Etimoloji ve tarihçe
Ad, kolşisinin şekerli glikozit formu olan “kolşikosid”den türemiştir; “thio-” öneki, yapıda sülfür içeren (metiltiyo) bir ikameyi işaret eder. Molekül, tarihsel olarak Colchicum türlerinden elde edilen kolşisin çekirdeğine dayanır ve santral etkili “kas gevşetici” arayışlarının bir alt kolunu temsil eder.
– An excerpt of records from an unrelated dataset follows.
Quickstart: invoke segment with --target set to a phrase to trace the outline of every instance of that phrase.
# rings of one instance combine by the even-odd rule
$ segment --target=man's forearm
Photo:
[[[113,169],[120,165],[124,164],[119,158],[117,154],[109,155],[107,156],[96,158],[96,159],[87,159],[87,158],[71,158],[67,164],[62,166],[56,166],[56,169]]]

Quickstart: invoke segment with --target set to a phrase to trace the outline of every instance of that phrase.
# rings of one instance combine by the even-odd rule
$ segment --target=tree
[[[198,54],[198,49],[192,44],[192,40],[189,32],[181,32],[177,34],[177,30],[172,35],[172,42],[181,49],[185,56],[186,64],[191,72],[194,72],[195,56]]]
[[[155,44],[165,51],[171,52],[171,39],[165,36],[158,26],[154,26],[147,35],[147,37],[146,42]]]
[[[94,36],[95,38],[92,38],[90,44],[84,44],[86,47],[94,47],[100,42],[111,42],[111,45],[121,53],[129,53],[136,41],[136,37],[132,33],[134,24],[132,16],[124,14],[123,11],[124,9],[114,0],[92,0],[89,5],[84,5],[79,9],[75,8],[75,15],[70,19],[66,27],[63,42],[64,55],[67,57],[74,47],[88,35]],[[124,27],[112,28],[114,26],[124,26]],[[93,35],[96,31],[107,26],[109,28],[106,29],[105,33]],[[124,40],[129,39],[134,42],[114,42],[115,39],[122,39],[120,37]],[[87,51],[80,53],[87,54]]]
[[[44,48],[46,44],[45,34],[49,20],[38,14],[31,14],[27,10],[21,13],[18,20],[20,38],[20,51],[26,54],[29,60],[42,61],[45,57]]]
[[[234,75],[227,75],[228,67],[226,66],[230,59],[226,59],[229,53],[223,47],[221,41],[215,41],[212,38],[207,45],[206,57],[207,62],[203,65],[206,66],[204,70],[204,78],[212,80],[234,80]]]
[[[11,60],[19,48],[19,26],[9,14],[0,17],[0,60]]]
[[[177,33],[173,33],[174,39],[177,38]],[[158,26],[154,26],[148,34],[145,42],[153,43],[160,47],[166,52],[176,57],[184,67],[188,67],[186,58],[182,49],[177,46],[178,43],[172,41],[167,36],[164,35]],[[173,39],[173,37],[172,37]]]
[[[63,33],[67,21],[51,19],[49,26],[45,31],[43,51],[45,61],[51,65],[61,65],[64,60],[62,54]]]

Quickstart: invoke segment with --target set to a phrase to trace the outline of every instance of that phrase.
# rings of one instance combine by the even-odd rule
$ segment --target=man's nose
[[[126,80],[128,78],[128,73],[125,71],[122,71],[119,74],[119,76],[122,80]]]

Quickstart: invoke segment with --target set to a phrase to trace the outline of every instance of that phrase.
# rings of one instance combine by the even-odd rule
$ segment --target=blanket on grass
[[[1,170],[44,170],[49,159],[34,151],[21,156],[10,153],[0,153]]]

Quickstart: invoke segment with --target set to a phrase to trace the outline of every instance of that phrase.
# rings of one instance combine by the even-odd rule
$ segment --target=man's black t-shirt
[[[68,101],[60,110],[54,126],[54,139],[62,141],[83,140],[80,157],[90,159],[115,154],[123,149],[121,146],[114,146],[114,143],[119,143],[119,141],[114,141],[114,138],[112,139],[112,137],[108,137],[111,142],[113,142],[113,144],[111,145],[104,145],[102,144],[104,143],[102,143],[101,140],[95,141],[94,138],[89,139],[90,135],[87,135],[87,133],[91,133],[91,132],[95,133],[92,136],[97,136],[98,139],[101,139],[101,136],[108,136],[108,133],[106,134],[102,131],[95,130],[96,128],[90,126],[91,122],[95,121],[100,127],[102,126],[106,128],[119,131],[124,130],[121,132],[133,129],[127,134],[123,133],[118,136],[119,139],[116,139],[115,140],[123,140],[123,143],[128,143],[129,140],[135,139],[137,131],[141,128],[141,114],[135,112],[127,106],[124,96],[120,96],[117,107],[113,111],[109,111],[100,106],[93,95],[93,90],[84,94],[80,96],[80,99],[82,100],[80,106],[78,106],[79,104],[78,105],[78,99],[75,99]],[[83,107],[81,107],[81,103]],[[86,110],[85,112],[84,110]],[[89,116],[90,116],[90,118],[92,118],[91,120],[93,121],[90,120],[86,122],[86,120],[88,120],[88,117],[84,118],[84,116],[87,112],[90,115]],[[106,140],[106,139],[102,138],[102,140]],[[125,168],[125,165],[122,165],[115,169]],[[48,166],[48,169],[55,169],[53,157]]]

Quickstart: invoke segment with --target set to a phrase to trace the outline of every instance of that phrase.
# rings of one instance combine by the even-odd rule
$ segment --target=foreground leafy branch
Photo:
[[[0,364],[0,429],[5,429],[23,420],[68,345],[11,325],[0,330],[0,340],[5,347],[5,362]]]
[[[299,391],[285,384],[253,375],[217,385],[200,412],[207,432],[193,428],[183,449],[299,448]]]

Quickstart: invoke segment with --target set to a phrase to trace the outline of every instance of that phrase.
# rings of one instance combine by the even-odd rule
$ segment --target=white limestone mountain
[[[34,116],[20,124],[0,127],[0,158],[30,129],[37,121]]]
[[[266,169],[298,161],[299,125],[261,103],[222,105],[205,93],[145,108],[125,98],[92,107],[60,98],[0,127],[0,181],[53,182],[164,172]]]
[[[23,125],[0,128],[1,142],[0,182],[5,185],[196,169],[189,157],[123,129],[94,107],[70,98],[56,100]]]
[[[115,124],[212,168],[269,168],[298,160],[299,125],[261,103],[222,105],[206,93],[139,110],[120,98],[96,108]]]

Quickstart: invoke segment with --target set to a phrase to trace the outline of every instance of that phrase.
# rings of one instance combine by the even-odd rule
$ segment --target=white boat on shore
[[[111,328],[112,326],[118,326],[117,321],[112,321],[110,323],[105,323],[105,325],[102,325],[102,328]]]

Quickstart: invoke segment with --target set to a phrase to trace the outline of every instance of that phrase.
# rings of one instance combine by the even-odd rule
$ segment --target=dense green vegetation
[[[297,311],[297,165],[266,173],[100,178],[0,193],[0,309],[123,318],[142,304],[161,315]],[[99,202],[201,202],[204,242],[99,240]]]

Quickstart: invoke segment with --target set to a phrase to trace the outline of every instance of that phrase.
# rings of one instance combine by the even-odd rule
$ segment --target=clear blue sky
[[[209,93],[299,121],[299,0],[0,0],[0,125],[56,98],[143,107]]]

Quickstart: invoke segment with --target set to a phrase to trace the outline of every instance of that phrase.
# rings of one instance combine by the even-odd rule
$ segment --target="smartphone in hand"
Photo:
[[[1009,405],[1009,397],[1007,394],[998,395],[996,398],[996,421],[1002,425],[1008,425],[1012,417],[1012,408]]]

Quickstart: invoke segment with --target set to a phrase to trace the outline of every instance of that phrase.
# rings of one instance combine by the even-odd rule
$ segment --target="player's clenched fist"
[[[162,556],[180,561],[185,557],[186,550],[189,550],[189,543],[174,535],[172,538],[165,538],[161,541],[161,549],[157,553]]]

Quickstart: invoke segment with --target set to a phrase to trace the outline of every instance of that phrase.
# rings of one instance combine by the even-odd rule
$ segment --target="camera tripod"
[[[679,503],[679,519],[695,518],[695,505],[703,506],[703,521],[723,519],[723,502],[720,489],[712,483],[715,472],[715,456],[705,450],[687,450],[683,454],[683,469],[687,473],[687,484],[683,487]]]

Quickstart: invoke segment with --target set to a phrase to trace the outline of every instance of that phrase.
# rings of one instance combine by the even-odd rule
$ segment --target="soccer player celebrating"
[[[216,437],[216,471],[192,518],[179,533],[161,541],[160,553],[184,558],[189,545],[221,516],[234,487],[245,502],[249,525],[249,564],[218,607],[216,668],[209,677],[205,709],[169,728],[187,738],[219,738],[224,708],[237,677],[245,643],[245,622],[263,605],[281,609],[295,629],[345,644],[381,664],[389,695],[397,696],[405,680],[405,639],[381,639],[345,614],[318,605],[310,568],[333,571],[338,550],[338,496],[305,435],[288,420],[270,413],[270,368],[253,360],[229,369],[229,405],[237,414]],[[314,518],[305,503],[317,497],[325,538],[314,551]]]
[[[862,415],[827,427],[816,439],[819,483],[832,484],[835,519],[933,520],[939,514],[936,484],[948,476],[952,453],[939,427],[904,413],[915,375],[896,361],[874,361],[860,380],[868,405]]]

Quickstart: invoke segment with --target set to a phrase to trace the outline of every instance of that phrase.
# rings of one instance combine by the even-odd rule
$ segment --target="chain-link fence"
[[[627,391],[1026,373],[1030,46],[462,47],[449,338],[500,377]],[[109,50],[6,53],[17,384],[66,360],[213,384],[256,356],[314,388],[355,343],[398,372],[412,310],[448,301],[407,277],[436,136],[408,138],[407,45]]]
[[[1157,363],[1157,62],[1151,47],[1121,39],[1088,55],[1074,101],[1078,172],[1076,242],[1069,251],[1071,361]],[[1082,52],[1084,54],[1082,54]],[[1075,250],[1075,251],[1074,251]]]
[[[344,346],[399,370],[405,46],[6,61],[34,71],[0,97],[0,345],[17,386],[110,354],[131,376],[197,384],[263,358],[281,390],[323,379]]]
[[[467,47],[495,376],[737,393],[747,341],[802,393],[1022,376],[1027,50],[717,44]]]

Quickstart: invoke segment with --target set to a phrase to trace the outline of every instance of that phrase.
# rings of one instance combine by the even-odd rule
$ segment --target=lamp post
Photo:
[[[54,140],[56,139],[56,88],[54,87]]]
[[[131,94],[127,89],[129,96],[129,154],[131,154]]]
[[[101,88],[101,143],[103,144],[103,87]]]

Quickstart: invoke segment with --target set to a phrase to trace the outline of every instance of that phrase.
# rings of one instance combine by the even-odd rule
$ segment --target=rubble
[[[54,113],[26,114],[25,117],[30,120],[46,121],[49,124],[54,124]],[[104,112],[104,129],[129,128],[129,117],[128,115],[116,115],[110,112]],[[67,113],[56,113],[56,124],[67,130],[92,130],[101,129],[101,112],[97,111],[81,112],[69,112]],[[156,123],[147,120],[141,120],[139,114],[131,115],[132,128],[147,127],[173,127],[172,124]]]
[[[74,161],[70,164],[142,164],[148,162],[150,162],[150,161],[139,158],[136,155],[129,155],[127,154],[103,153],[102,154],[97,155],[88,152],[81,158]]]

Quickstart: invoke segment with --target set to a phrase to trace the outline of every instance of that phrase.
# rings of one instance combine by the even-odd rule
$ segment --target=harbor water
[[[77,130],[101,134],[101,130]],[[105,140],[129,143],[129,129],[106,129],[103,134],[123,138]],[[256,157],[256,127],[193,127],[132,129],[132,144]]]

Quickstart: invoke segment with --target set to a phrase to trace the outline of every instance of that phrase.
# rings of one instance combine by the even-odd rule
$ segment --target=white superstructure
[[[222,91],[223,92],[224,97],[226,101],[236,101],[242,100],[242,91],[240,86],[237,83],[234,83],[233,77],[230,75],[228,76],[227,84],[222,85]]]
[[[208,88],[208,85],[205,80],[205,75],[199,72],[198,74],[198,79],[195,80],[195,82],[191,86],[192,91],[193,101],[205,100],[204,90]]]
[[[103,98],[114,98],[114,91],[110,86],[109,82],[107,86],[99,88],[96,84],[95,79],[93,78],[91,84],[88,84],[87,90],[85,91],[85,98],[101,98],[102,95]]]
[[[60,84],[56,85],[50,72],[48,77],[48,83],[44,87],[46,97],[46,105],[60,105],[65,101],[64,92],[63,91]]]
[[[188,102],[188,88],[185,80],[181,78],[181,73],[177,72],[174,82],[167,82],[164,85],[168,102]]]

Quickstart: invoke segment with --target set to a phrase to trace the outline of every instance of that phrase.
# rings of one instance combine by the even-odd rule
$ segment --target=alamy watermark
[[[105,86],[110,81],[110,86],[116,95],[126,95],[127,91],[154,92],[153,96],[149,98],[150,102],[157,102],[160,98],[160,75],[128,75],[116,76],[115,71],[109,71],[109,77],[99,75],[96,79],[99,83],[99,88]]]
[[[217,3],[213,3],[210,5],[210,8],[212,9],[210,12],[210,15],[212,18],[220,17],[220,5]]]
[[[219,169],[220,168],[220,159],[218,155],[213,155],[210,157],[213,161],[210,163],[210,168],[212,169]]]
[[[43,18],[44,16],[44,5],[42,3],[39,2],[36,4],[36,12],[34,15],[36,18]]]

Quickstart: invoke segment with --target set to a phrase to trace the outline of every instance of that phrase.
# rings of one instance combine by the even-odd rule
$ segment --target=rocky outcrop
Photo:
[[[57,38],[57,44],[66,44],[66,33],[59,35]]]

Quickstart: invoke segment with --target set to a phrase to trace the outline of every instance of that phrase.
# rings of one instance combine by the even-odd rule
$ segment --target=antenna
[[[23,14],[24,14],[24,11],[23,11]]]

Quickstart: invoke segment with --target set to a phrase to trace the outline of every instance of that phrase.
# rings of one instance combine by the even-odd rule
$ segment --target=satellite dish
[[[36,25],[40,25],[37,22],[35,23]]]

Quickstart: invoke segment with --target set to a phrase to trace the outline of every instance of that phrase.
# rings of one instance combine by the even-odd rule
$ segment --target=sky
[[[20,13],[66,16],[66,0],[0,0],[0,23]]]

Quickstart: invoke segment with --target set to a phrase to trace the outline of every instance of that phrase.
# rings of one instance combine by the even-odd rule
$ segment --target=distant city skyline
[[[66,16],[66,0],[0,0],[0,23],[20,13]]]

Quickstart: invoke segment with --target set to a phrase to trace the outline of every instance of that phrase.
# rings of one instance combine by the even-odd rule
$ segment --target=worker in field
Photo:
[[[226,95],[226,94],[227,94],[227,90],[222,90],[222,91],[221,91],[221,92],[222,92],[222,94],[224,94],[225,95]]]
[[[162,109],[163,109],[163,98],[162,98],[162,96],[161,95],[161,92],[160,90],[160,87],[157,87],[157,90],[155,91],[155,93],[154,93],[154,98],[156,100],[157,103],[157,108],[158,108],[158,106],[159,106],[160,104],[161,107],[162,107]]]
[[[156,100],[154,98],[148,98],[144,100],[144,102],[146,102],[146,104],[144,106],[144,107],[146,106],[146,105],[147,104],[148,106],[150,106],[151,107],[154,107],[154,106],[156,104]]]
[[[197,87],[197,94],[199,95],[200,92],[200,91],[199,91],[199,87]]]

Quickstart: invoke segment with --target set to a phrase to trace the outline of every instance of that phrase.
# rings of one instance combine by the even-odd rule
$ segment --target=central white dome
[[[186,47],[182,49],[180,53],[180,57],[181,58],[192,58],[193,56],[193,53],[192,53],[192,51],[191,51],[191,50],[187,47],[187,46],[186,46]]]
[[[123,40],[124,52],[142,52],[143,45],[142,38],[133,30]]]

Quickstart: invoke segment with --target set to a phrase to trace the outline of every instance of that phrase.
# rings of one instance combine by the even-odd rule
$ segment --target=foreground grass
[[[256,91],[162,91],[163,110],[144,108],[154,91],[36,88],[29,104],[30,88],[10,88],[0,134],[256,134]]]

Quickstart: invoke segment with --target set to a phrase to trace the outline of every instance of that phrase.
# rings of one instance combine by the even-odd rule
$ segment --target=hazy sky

Avrupa’da ağızdan ve intramüsküler kullanımlar, farklı ulusal ruhsatlarla yaygınlaşmış; ancak 2013–2014’te Avrupa İlaç Ajansı (EMA) tarafından güvenlilik incelemesi sonrasında endikasyon, doz ve süre kısıtlamaları getirilmiştir.
Kimyasal yapı ve temel özellikler
- Molekül formülü: C₁₇H₃₃NO₁₀S
- Molekül ağırlığı: ~563.6 g/mol
- Kimyasal doğa: Kolşisin iskeletine bağlı β-D-glukopiranozil içeren, 10-metiltiyo ikameli, amid fonksiyonlu glikozit.
- CAS numarası: 602-41-5.
Bu parametreler, farmakokinetik davranış (yüksek molekül ağırlığı, çoklu H-bağı akseptörü/donörü) ve sınırlı biyoyararlanım özellikleriyle uyumludur.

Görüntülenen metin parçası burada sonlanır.